CONTINUE READING TO SEE WHY THE THIRD SIDE CANNOT BE AN INTEGER WHEN THE ISO9SCELES TRIANGLE IS A RIGHT TRIANGLE.

if it's an isosceles right triangle then the hypotenuse of the right triangle is the base of the triangle.

now there is a restriction.

the vertex angle has to be 90 degrees for the right triangle to be an isosceles right triangle.

the side of the triangle that is not one of the equal sides of the triangle is the hypotenuse of this right triangle.

the formula to find the length of the hypotenuse of a right triangle is:

c^2 = a^2 + b^2

c is the hypotenuse
a and b are the legs of the right triangole.

since the triangle is an isosceles right triangle, then the legs are equal to each other.

this means that x = b, so you can replace b in the formula with a because b is the same length as a.

the formuls of c^2 = a^2 + b^2 becomes c^2 = a^2 + a^2 which becomes c^2 = 2 * a^2.

you want to solve for c which is the length of the hypotenuse.

take the square root of both sides of the equation of c^2 = 2 * a^2 and you will get:

sqrt(c^2) = sqrt(2 * a^2)

sqrt(c^2) is equal to c.

formula becomes c = sqrt(2 * a^2)

since sqrt(2 * a^2) is equivalent to sqrt(2) * sqrt(a^2), then the equation becomes:

c = sqrt(2) * sqrt(a^2).

since sqrt(a^2) is equal to a, the formula becomes:

c = sqrt(2) * a

the square root of 2 is an irrational number, so sqrt(2) * a can never be a rational number.

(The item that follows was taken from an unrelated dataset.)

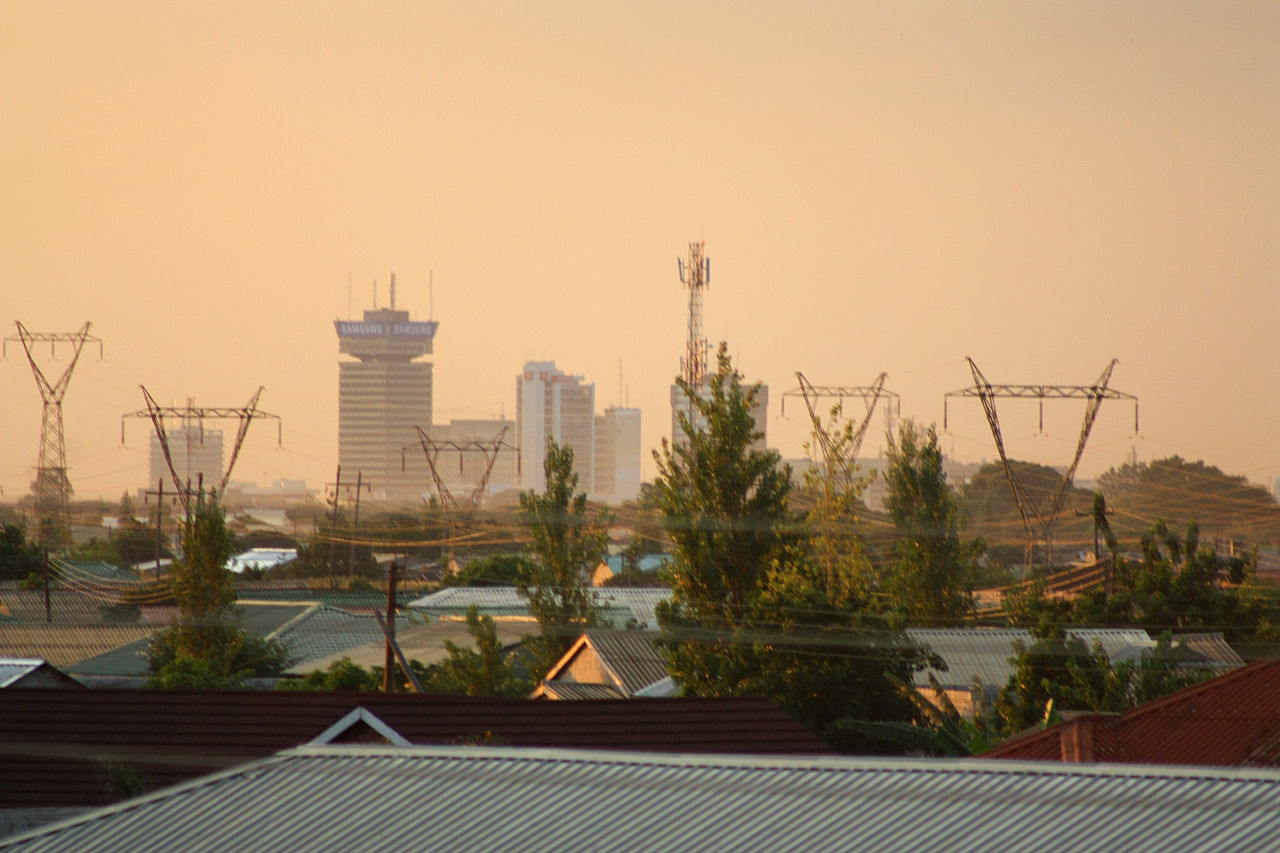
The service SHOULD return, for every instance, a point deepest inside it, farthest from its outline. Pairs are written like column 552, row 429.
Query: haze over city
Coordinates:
column 881, row 186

since an integer is a special form of a ration number where the denominator is equal to 1, this means that sqrt(2) * a can never be an integer.

the answer provided to you is correct.

the third side of an isosceles right triangle can never be an integer.

let's take our triangle and swee how it works in numbers.

the equal legs are 7 apiece.

it's a right triangle so the hypotenuse squared is equal to 2 * 7^2

the hypotenuse is equal to sqrt (2 * 7^2) which is equal to sqrt(2) * sqrt(7^2) which is equal to sqrt(2) * 7.

sqrt(2) is not a rational number, so sqrt(2) * 7 can never be a rational number.

no cigars.

third side can't be a rational number.

therefore the third side can't be an integer because an integer is a special form of a rational number.

a rational number is defined as a fraction where the numerator and the denominator are both integers.

3/4 is a rational number because 3 and 4 are integers.

5 is a rational number because 5 is equivalent to 5/1 and 5 and 1 are integers.

sqrt(2) is not a rational number and so the third side can't be an integer because the third side of the isosceles right triangle will always be equal to any number * sqrt(2).